人道主義者の軍隊
すでに投稿済の作品『バルバロイ』の続編です。
登場人物等も一部同じですので、よければ、『バルバロイ』から先にご賞味下さると、分かりやすいかと思います。
単独でも愉しめるように工夫はいたしました。
スピンアウト作品『ハルシオン』もよろしくお願いいたします。
感想をいただけると、大変うれしいです。
(アルファポリスと重複投稿です)
難民キャンプ自警団の連中は、様々な型式の軽戦闘車両を使っている。それらの車両は、イスラム過激派やトルコ正規軍が敗走するたびに放置してゆく半壊車両を修理したものだ。
その独創的なデザインに、アリシアは、大したものね、と、ちょっとした感動を覚える。
追跡の最中、それも戦闘行動の真っ只中で、いささか不謹慎ではあるのだけれど、アリシアは、それらの車両に半ば目を奪われていた。
車両たちは、一度は行動不能に陥った物なので、ドアがなかったり、屋根がなかったり、荷台のかわりに木箱がくっついていたりする。
タイヤが、四つとも違っていたりもする。
車種もさまざまだ。AMGとかトヨタとか、メルセデス他いろいろ。もとは国連平和維持軍――これは白いペンキが残っているのでわかる、UNのでっかい黒文字も、かろうじて読み取れる――やトルコ、イラクの装備だったに違いない。

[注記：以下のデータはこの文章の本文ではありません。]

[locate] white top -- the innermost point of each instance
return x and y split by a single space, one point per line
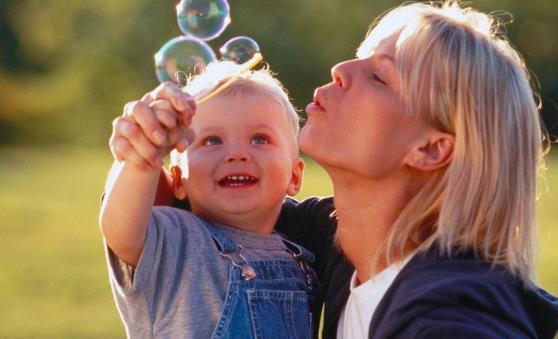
355 318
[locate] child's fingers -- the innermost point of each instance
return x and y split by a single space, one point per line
147 119
133 134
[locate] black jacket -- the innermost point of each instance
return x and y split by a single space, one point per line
434 296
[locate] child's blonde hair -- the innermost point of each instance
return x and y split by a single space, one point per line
459 72
260 81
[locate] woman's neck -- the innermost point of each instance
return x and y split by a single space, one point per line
366 211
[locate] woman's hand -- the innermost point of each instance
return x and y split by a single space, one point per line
151 127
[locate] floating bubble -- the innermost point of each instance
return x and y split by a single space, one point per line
239 49
182 55
203 19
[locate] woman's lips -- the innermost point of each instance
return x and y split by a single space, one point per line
315 106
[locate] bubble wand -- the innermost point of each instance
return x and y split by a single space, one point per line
176 171
248 65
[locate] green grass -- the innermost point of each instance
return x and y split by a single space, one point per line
53 279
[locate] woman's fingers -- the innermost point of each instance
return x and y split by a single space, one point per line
165 113
122 150
140 145
181 138
181 101
147 120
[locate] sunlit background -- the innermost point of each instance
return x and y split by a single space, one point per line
67 68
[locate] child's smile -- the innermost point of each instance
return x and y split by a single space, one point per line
241 162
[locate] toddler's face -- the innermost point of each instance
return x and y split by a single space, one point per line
242 158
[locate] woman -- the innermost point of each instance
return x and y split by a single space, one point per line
432 140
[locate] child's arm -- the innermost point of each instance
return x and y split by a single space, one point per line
126 209
131 186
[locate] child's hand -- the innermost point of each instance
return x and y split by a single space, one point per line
149 128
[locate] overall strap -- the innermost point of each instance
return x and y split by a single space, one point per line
303 257
230 250
299 252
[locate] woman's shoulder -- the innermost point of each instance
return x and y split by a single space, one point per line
462 295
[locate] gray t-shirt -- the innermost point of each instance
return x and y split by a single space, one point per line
179 286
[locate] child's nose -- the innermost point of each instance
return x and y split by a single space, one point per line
237 153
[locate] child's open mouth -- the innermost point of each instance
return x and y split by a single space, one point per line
237 181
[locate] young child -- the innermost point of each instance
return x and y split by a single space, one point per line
219 271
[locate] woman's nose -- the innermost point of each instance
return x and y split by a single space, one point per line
340 74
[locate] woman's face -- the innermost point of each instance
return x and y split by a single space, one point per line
358 122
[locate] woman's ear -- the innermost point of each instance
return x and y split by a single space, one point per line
296 177
432 152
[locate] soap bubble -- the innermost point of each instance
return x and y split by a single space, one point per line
203 19
182 55
239 49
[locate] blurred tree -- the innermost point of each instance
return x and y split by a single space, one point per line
67 67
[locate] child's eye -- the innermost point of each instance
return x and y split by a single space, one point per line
259 139
212 141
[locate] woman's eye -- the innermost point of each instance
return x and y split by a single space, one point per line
212 141
376 78
259 139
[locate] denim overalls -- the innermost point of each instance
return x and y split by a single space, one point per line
266 298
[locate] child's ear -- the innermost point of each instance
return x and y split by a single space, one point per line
296 177
432 152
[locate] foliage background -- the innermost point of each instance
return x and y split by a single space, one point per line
67 68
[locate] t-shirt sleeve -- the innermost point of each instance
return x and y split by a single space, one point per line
165 236
312 224
137 291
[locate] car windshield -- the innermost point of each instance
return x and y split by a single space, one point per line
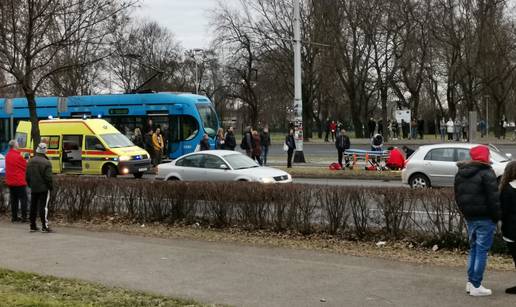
209 119
239 161
116 140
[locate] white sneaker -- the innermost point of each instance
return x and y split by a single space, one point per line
480 291
468 287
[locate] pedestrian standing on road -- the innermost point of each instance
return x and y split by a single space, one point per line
476 194
265 139
15 168
342 144
503 126
147 141
247 142
333 130
450 129
157 144
371 127
220 139
138 138
257 147
442 129
457 129
291 145
205 143
229 140
39 179
327 129
482 127
508 204
421 128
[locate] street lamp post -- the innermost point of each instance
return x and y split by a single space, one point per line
299 156
197 81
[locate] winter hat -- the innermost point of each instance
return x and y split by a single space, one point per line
42 148
480 153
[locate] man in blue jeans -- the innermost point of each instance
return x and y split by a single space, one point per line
476 194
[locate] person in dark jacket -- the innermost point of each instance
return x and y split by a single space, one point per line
39 179
257 147
15 168
205 143
476 194
138 138
508 204
342 144
291 144
147 142
247 142
265 140
229 140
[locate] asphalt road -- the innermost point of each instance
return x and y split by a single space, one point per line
329 149
351 182
240 275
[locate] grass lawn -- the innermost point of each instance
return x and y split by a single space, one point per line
26 289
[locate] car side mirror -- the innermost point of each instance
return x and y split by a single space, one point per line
99 147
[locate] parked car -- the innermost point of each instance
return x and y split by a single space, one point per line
219 165
2 165
436 165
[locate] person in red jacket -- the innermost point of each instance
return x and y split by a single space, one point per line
396 159
15 167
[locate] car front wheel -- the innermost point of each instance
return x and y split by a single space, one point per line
419 181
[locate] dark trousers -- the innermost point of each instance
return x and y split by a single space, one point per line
290 152
39 205
512 250
340 154
18 195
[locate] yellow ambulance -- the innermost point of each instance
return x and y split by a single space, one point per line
86 146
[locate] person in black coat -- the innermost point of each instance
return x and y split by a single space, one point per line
229 140
291 144
205 143
508 204
342 144
247 142
476 194
265 142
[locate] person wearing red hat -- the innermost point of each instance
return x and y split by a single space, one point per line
476 194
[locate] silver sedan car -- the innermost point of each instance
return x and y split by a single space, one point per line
219 165
436 165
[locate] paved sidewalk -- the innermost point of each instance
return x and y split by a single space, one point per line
239 275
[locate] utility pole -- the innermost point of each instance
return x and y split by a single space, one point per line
299 156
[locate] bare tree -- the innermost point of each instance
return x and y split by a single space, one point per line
34 34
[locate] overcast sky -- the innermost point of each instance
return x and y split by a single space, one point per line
187 19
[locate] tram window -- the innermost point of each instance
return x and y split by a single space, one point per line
189 128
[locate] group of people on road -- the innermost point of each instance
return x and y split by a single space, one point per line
256 145
483 203
35 174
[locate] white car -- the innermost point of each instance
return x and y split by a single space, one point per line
219 165
436 165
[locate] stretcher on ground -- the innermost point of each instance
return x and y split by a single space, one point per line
373 160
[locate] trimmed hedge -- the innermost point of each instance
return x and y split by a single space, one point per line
422 216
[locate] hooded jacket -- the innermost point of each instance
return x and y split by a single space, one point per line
476 191
39 174
508 202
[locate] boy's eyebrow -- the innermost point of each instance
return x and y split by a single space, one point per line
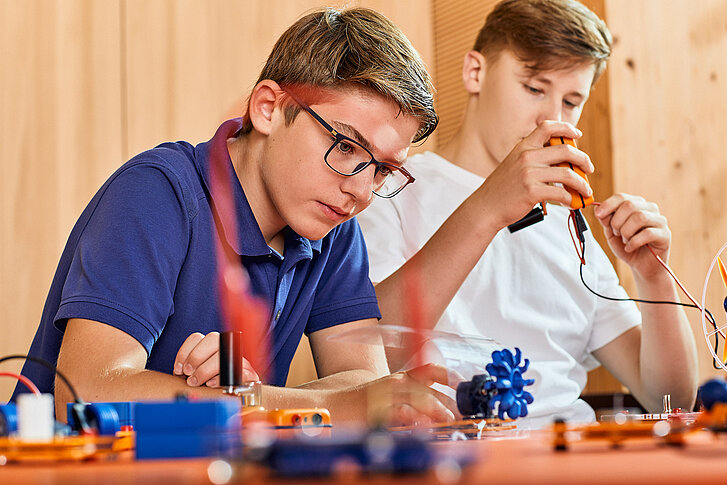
349 130
352 132
547 81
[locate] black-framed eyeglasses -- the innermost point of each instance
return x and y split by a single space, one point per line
348 157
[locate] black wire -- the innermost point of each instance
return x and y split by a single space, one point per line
710 317
50 366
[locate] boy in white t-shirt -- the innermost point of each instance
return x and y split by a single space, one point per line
528 76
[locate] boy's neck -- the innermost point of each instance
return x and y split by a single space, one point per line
246 155
468 151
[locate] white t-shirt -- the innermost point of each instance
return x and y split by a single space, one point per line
524 292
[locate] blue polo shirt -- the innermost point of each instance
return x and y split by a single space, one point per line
141 258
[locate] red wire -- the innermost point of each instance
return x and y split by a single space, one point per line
28 383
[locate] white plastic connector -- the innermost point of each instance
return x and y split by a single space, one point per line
36 419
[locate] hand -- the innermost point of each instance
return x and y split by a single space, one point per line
198 358
527 174
630 223
405 398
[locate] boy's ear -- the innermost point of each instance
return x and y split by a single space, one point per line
473 69
262 105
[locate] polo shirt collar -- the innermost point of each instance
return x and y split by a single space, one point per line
250 240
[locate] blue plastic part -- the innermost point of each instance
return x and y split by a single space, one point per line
374 452
712 392
108 417
508 384
187 429
8 419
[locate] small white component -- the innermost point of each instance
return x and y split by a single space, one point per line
36 419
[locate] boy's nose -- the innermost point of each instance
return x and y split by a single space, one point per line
551 110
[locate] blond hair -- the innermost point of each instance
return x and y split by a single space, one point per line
354 47
546 34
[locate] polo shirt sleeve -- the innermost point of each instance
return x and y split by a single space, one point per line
611 318
344 293
129 254
383 229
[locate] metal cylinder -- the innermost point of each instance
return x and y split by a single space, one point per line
231 359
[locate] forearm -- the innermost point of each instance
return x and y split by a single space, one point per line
668 354
440 266
333 393
125 385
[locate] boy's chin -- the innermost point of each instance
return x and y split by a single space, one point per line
312 232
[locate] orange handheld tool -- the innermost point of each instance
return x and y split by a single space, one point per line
577 200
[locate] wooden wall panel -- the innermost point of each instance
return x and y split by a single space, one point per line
456 24
668 81
59 139
191 64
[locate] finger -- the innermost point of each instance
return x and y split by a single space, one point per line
548 129
640 220
205 371
205 348
568 178
657 238
629 205
427 403
405 415
183 352
608 206
428 374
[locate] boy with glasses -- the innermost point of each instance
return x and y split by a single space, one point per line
529 75
134 300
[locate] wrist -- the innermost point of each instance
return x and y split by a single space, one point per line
656 286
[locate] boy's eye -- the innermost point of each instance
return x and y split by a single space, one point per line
383 170
346 148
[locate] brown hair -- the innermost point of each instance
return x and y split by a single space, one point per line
546 34
358 46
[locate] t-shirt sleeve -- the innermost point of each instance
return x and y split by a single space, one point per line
611 318
344 293
383 230
129 254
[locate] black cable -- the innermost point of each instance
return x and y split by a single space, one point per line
50 366
710 317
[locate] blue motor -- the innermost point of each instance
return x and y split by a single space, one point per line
502 387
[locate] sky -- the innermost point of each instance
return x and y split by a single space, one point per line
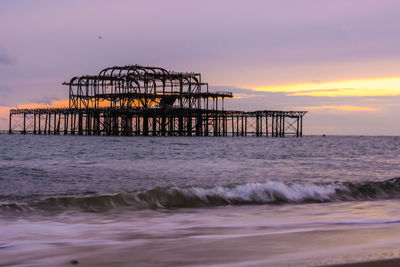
339 59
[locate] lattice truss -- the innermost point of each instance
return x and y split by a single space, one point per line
141 87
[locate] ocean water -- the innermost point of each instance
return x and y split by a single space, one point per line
190 201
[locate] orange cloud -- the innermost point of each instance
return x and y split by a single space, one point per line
55 104
341 108
389 86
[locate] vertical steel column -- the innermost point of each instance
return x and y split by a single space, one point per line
40 117
24 131
9 125
49 129
34 122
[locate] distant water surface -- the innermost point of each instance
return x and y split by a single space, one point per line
198 201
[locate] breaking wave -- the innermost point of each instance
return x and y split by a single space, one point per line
195 196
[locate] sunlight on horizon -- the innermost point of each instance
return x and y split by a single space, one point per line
389 86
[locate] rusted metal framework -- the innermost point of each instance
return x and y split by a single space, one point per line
151 101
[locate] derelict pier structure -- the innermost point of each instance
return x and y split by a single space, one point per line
150 101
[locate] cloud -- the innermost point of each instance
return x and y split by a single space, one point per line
341 108
382 86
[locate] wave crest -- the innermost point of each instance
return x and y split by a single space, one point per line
197 196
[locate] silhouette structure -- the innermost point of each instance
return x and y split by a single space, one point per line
151 101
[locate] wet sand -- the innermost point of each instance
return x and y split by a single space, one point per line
316 246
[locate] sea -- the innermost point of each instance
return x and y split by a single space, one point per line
198 201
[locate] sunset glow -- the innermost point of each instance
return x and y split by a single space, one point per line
363 87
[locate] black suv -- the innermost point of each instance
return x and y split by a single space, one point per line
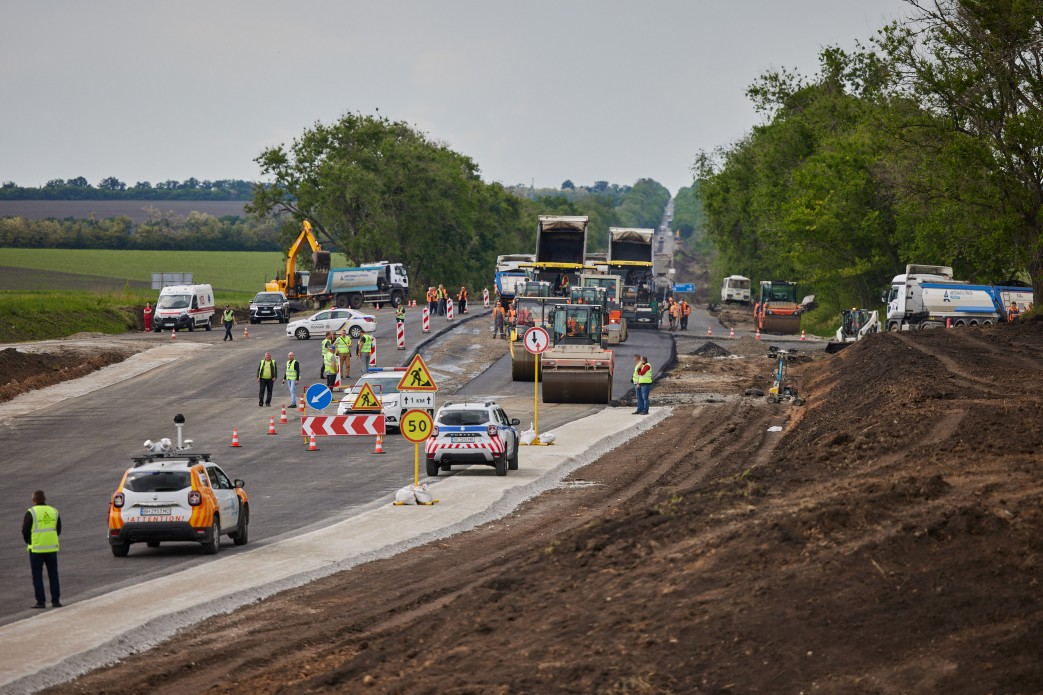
270 306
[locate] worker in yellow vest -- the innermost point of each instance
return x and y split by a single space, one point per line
41 529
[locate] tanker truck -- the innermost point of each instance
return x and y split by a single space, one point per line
927 296
560 249
374 283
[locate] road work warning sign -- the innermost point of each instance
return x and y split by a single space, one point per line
417 377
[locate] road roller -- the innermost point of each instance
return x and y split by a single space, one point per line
778 310
531 311
578 367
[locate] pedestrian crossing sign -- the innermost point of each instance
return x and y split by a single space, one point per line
366 400
417 377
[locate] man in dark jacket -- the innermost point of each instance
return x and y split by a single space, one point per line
41 529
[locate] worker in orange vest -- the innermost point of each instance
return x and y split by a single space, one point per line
498 321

これらの車輌はそれぞれのエキサイティングなドラマをたどって、こうしてめでたく、軍隊気取りのならず者に愛用されることとなったのだ。
ロマンがある、と言えば、まあそう言えないこともない。
自作の銃座とか、鉄板をガスで切断した追加装甲とか……。
「すっごい……芸術的じゃない?」
「ぷぷ。マッドマックスみたいってこと?」
からかうようにチャーリーが応答した。小馬鹿にした態度だけれど、チャーリーはどんな時でもだいたいこんな感じだ。
そもそも、<Charles Manson>は、妊娠した女優を惨殺した、頭のおかしい宗教家の名前だ。アリシアの感覚で言えば、不謹慎な事この上ない。
「マッド……なにそれ?」
「ちぇっ、リア充は物を知らないんだから」と、チャーリーが言う。
アリシアはイラっとした。なんであんたみたいな性格破綻者に、常識をどうのこうの言われなくちゃいけないのよ。
「だからマッドマックスってなによ⁉」
会話に割って入ったヌエ――登録IDではない本当の名前は唯斗――が、面白くもなさそうに言った。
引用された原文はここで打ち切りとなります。